OpenClaw & Ecosystem

OpenClaw 2026.4.14 release

Latest release with smarter GPT-5.4 routing and recovery, Chrome/CDP improvements, subagent fixes (no longer get stuck), Slack/Telegram/Discord fixes, and various performance improvements. steipete says this release makes him "unreasonably happy" since he wasn't involved at all — the maintainer team shipped it while he preps for TED Talks in Vancouver.

OpenClaw 2026.4.12 release

Previous release with stability improvements, audio transcription fixes, better chat/TTS/WhatsApp, memory/plugin/cron/subagent fixes. Also added bundled LM Studio integration, Codex provider support, and a new "Lean mode" for smaller local models (8B and up).

steipete: strict mode and Codex-as-harness for OpenClaw

Two experiments: (1) a "strict-agentic" execution contract that forces GPT-5.x to keep working instead of stopping at plans, and (2) pluggable harnesses so you can swap in Codex or Anthropic's SDK as the OpenClaw harness.

Codex Scratchpad — upcoming feature

OpenAI is working on "Scratchpad" for Codex — a TODO list view where you can start multiple parallel chats.
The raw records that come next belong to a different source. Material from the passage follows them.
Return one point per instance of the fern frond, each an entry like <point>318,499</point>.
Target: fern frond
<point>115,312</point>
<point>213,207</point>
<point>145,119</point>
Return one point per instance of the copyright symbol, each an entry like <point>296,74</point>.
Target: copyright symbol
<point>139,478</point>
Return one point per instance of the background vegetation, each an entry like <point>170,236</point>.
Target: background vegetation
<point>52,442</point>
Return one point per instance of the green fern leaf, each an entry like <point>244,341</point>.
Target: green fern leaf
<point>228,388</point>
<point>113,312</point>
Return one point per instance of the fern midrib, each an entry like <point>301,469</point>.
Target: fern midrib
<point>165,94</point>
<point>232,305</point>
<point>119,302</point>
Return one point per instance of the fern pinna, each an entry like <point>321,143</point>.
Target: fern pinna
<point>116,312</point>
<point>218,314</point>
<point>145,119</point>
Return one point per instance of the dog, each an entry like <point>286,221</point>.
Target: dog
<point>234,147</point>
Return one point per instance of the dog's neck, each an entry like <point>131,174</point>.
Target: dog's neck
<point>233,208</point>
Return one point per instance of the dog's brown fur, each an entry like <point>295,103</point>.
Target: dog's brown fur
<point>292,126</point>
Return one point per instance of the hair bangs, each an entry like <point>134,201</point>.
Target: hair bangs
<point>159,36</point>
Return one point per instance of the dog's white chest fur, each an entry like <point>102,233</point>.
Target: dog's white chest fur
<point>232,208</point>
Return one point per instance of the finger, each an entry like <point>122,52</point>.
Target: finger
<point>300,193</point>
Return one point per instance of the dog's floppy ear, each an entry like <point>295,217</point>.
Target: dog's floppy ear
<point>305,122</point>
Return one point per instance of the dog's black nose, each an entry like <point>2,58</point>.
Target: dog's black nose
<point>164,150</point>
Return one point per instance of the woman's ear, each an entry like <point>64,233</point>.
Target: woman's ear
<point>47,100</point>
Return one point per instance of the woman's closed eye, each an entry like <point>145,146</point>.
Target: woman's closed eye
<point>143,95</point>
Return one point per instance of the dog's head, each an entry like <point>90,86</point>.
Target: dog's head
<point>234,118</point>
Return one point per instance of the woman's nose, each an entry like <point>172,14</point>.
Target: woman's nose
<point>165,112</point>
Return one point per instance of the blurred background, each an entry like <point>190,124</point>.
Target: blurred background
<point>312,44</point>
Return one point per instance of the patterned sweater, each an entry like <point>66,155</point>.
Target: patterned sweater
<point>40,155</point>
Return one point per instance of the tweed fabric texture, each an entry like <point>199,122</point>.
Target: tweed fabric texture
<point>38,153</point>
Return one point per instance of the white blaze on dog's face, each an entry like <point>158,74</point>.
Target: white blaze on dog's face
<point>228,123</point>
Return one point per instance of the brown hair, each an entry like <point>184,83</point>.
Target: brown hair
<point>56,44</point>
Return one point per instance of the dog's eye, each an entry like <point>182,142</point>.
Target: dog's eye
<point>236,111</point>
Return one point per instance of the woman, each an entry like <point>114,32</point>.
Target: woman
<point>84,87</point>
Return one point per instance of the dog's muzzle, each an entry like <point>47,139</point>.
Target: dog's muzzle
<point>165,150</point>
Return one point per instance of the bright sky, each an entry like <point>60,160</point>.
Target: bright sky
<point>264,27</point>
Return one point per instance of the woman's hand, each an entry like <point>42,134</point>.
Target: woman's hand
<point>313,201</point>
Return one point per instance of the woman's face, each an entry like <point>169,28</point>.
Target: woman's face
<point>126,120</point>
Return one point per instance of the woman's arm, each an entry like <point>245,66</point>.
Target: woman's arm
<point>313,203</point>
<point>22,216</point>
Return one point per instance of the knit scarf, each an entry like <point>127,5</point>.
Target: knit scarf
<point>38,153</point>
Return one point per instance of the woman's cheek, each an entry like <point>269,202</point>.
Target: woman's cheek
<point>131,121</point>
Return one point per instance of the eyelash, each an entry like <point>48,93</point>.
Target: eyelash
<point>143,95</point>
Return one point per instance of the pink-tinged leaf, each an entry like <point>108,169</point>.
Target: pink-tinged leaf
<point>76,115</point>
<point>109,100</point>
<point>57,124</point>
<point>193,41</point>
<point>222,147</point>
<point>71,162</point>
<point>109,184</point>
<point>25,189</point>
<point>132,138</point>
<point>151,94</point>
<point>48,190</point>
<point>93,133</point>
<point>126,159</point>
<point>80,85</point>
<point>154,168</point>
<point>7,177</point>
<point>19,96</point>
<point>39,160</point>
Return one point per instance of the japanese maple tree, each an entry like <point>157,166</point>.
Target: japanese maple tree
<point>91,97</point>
Aimed at the upcoming Codex Superapp.


Other Notable Items

Latent Space pod: AI changing software teams

Conversation with @staysaasy covering AI budget management becoming an individual-level problem, build-vs-buy in the AI era, review fatigue as a real danger, and how AI may augment executives before replacing juniors.

Jerry Liu: ParseBench — OCR benchmark for enterprise docs

LlamaIndex open-sourced ParseBench, evaluating 14 document parsers across tables, charts, content faithfulness, formatting, and visual grounding. ~2,000 human-verified enterprise document pages with 167K+ test rules.

GitHub Stacked PRs — private preview

Jared Palmer announced stacked PRs on GitHub are now in private preview with a waitlist.

Apple silently rolled out automated app review

Automated review is the first stage now, flagging SDKs with attribution data as ads and Firebase anonymous auth as login flows. Fix: add a note in App Review Information clarifying.

gemini-cli headless mode blocks you for "automated queries"

Google's gemini-cli has a headless mode for running in automated scripts, but if you actually use it that way, Google cuts you off for sending "automated queries." RT'd by steipete with widespread disbelief.

Spain's Cloudflare blocks are breaking Docker

Theo flagged that Spain's aggressive Cloudflare blocks are now affecting Docker pulls.

Simon Willison: AI security research tracking

Started a new blog tag for AI-powered security research stories, 11 posts already. Also wrote up Anthropic's Project Glasswing (Claude Mythos Preview for cyber defense).

LLMJunky: Limux 0.1.13

Update for the GPU-accelerated terminal workspace manager for Linux (Rust, Ghostty engine). Fixes for x11, Arch, Fedora, and AVX-512.